Re: API continuous Speech-To-Text
by marto (Cardinal) on Sep 03, 2018 at 12:08 UTC

    I'd probably start by researching projects like Jasper to see how they work under the hood.

      Are you saying he should use Python instead? I say this because you found my suggestion odd (of using Perl to integrate non-Perl resources as is done in dvd::rip).

      Update: Jasper is written in python, so if not, then for example is there a way to import python modules you can help the OP with.

        marto: I'd probably start by researching projects like Jasper to see how they work under the hood.

        TheloniusMonk: Are you saying he should use Python instead?

        There is no complementary explanation for how that interpretation—of a simple, and rather constructive, suggestion—could have been reached.

        It took you one day after starting your account to dig up a dead thread started by sundialsvc4 to imply that he’s a misunderstood genius. If that’s not a hackle-raiser, I don’t know what is.

        You are also already picking fights with important contributors without showing code to demonstrate your points, cutting and pasting broken code instead of recommending modules, and throwing around a term like “ignore list” that most new monks would not know in just two weeks of being cloistered.…

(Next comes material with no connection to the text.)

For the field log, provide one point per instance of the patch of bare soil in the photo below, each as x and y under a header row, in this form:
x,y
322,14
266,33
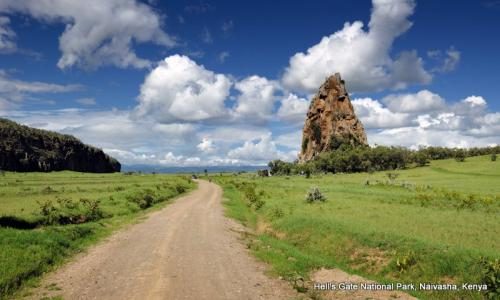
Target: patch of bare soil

        A reply falls below the community's threshold of quality. You may see it by logging in.

        As stated, I suggested they look at how this project deals with the details, since it's a working example of what they actually want to achieve. The question OP asked was "Do you think it is a very big/difficult project to have a Perl solution that", having access to the working python code OP can then use their perl knowledge to ascertain the difficulty/scale of a perl based solution.

        A reply falls below the community's threshold of quality. You may see it by logging in.

        "Update: Jasper is written in python, so if not, then for example is there a way to import python modules you can help the OP with."

        As addressed already in my other reply to you, before this update, OP asked "Do you think it is a very big/difficult project to have a Perl solution that:", followed by some criteria. The project I suggested as a reasonable basis for comparison, allowing OP to make a more informed decision. While things like Inline::Python exist, I wouldn't recommend them because it isn't practical in this case and more specifically it doesn't address the question OP actually asked.

Re: API continuous Speech-To-Text
by TheloniusMonk (Sexton) on Sep 03, 2018 at 11:51 UTC
    If it's for a linux server, there's a very mature open source module dvd::rip which has to use non-Perl modules from various sources, not just ALSA. I mention this only for the technique it uses, not because it uses what you need. But where no existing Perl module can be found, it might be easier to find a module written in C that supplies what you need and follow the examples in dvd::rip for how to integrate them with Perl. (updated)

      How / where would a GUI for copying DVDs help when trying to convert speech audio to text?

        OK I'll try to rephrase

      Seems like a odd suggestion, which of the problems raised would this approach address exactly?